It’s a good one, but c’mon.
Month: January 2008
The Last Day Did It
Her "last dog dies" moment yesterday helped her as I thought it would, albeit more quickly (I guess wall-to-wall TV coverage trying to turn it into her "Dean scream" may have been an unintended advantage).
And it implies that whoever wins the Democratic nomination in 2008 will have had to earn it. Which is probably a good thing.
Yes, that is a good thing. If Obama wins in the end. <g>.
Did McCain Hurt Obama?
It’s plausible given the large number of independents. They couldn’t vote for both McCain and Obama. Noam airs the argument here. But remember: the college towns are not in yet.
“She Won The Last Debate”
A reader offers another view of what happened in New Hampshire:
My thoughts as to why Hillary’s been doing well is simpler than yours. I think a lot of NH Dems waited until the last debate to make up their minds, and for Democrats, at least, she came through that night: her rationale as to why she should be the candidate of the party, I thought, was very effective.

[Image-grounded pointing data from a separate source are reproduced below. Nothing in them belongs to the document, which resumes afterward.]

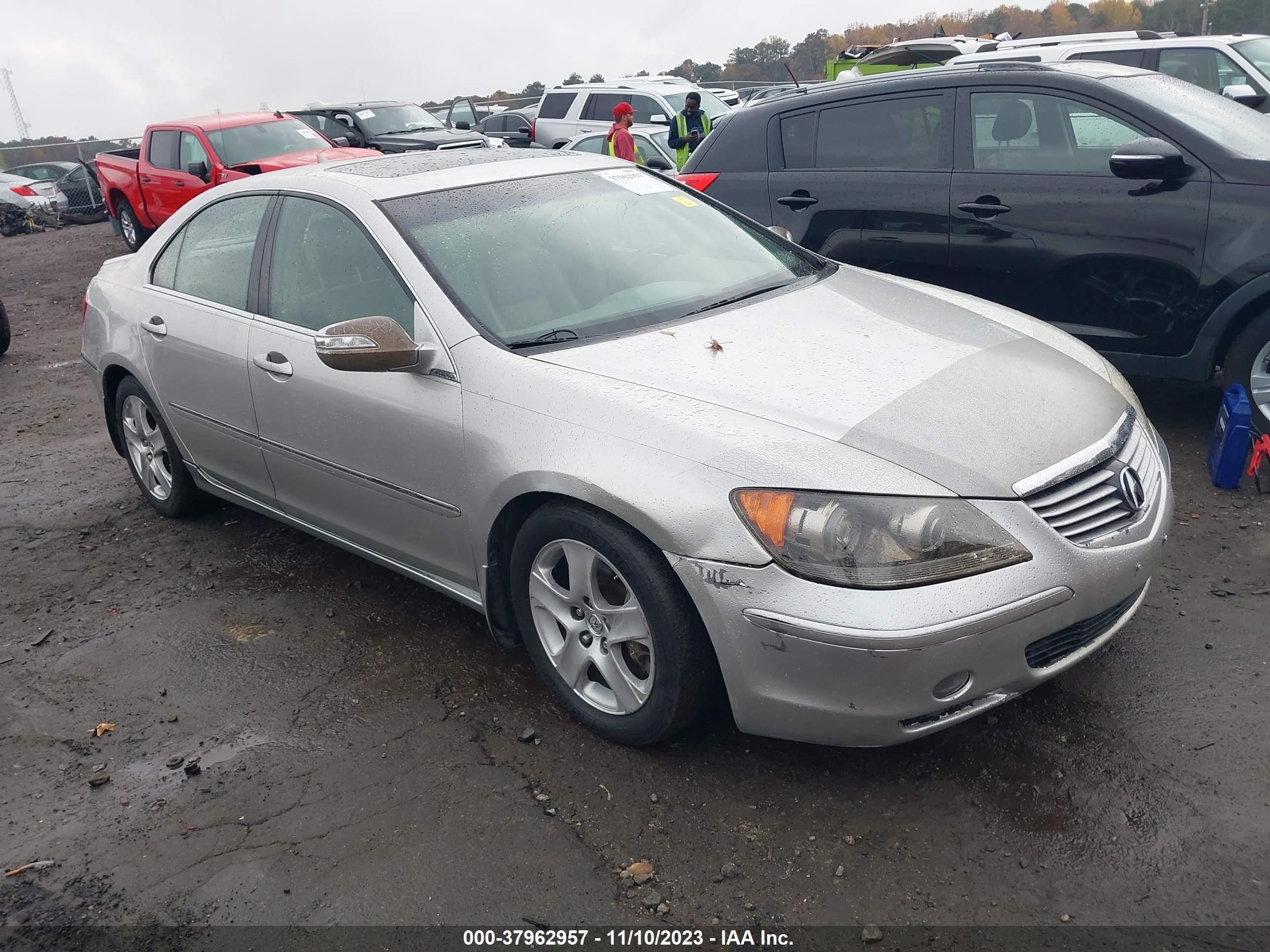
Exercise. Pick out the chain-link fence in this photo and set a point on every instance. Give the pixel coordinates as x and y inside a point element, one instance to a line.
<point>83,151</point>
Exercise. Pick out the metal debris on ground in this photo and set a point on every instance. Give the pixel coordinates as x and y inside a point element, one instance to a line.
<point>37,865</point>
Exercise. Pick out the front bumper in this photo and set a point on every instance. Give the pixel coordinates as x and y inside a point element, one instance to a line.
<point>817,663</point>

Certainly in the minds of Democrats like me, she became a viable candidate again, despite the fact that if I was a NH resident, I probably would have voted for Obama.
Keeping The Fight Going
A reader writes:
My parents have been solid Clinton supporters for years, and they are extremely partisan. I have done everything in my power over the past six months to convince them to vote for Obama.

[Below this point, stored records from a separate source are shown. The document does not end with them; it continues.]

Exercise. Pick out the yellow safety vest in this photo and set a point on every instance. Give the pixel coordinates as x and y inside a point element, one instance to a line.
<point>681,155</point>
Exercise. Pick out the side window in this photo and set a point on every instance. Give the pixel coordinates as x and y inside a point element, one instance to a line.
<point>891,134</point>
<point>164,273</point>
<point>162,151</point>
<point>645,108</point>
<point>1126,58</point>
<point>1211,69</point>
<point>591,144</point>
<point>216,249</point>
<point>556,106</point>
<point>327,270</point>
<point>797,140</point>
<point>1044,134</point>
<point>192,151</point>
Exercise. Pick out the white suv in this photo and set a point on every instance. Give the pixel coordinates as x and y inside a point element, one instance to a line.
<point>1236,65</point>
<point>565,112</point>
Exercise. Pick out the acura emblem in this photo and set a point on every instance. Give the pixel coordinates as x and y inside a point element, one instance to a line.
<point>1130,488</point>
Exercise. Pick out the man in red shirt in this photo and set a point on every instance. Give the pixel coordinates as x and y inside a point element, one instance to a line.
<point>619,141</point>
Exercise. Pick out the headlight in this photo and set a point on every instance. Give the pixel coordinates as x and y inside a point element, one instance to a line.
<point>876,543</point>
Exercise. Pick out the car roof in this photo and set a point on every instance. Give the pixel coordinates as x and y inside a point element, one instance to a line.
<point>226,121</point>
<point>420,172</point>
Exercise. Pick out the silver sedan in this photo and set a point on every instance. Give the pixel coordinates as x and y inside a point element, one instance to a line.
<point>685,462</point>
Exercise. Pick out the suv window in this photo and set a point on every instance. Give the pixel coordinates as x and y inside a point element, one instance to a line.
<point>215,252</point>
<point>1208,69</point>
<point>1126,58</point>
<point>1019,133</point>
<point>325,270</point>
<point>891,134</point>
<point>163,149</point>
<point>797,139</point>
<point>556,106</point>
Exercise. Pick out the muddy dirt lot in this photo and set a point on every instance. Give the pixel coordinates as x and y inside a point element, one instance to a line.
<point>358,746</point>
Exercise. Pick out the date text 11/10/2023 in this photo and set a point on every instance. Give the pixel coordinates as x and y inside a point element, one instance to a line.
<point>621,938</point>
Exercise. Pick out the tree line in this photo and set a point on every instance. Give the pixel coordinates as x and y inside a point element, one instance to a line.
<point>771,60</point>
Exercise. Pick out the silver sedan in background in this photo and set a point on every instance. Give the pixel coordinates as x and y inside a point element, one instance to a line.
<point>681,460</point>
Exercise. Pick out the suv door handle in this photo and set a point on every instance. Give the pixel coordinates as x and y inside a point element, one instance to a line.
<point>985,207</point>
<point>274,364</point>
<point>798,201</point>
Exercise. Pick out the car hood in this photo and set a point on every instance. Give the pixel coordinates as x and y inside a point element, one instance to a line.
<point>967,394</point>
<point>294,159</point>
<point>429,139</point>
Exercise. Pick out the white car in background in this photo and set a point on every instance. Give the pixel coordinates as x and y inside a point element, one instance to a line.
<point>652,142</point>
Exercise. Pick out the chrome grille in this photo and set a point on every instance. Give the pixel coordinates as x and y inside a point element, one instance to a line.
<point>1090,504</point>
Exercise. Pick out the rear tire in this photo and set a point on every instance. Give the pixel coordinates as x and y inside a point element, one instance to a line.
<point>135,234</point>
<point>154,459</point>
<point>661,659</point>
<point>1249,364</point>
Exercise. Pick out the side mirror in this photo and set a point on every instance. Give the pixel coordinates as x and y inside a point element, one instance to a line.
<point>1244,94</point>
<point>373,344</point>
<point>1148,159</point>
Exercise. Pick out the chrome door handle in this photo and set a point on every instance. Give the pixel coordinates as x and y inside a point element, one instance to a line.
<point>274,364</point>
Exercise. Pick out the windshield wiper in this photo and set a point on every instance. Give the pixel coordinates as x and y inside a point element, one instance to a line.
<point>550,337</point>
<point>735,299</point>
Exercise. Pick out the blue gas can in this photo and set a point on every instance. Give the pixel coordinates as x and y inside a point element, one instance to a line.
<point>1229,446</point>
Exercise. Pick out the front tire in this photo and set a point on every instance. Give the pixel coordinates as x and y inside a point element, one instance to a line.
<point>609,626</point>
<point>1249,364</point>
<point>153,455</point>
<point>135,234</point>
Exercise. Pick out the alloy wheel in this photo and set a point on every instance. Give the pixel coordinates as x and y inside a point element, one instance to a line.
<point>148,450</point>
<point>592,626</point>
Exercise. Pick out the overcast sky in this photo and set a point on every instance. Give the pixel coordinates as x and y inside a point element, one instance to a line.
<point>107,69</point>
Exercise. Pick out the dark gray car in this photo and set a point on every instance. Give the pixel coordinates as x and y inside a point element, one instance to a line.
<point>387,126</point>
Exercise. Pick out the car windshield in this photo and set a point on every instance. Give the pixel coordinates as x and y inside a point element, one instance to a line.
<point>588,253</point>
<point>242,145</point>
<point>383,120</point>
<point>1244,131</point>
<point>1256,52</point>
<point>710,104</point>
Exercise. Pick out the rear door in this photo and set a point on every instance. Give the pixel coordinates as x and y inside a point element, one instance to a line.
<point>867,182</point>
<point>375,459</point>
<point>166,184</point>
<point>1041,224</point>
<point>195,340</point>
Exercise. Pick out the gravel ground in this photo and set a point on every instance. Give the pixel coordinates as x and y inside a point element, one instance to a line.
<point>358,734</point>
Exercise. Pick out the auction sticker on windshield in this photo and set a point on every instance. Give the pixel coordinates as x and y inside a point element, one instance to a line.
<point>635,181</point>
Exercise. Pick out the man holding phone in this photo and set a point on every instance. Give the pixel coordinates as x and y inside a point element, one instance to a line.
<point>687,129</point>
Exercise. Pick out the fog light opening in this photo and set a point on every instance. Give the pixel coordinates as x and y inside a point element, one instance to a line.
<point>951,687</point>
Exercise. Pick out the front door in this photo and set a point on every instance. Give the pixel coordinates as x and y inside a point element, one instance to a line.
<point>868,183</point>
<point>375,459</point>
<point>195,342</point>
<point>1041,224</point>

They finally started to move towards him over the past few weeks. Then my mother told me last night that the debate over the weekend in NH was so great – better than a debate has been in such a long time – that they simply didn’t want the discussion to end. They felt it was too soon. The desire to see more discussion meshed with the media hype of "it will be over," leading them to believe that if they voted for Obama, the democratic primaries would be over. When this combined with the fact that they are old-ish and didn’t stay up to watch Obama’s Iowa acceptance speech (and weren’t impressed with his debating), they swung back to Clinton.
Dissent Of The Day
A reader writes:
After all your postulating about Obamamania I’m visualizing Hillary wearing a strap-on with New Hampshire emblazoned on it, and you bowing before her.
Outside the Big Cities
Obama is still ahead, according to New Hampshire resident Mark Steyn:
The Hillary "revival" seems confined for the most part to Manchester and Nashua. In Concord, Obama won decisively, and in small towns he seems to be winning by almost two-to-one margins.
Exorcising Ed Muskie?
Ross examines the tears of the New Hampshire campaign.
McCain Triumphs
After everything, this is McCain’s night. After the awful news about Ron Paul’s ugly, repellent past newsletters, I find myself rooting again for the man who was my second choice. He did this from scratch, after his campaign bottomed out last summer. He faced a much-better financed establishment candidate in Romney, he stuck with his immigration position, he kept up a schedule that would have drained a man half his age, and he stuck with the surge, a tactic that worked far better in damping down violence than I expected, even if it has not achieved its critical political objectives.
The Democratic race is riveting – as women seem to be backing Clinton much more emphatically than they did in Iowa. But this is McCain’s night. His victory over Romney was a very, very big one. Right now, it looks like a 7 point lead. That’s decisive.
Mitt Romney’s strategy was to win the first states with his overwhelming money advantage and organization. He has lost Iowa and lost New Hampshire – decisively. Giuliani is sinking fast. Maybe Romney can persuade the Republican machine to help him in South Carolina, but Huckabee is very strong there. This is beginning to look like a McCain-Huckabee race.
(Photo: Kevin Cox/Getty.)
One Thought
There’s one other possible explanation for the apparent Clinton revival in the last few days. Maybe Democrats decided that a sudden blowout for Obama wasn’t good for their party. Maybe they wanted to see Obama fight some more, to keep the contest more competitive, to give their candidates more testing for the fall. Maybe they just wanted to say: "Wait. A tidal wave is no way to select a candidate. We need to see both of them fight on under the kind of pressure they will face in the fall."
I’m thinking out loud. But I suspect that Clinton’s frankness, desperation, emotional volatility, temper and vulnerability these past three days pushed some to keep her campaign alive. I have my views and I sit here and bloviate. But I do respect the democratic process. The point of our system is that the people get to decide. They are.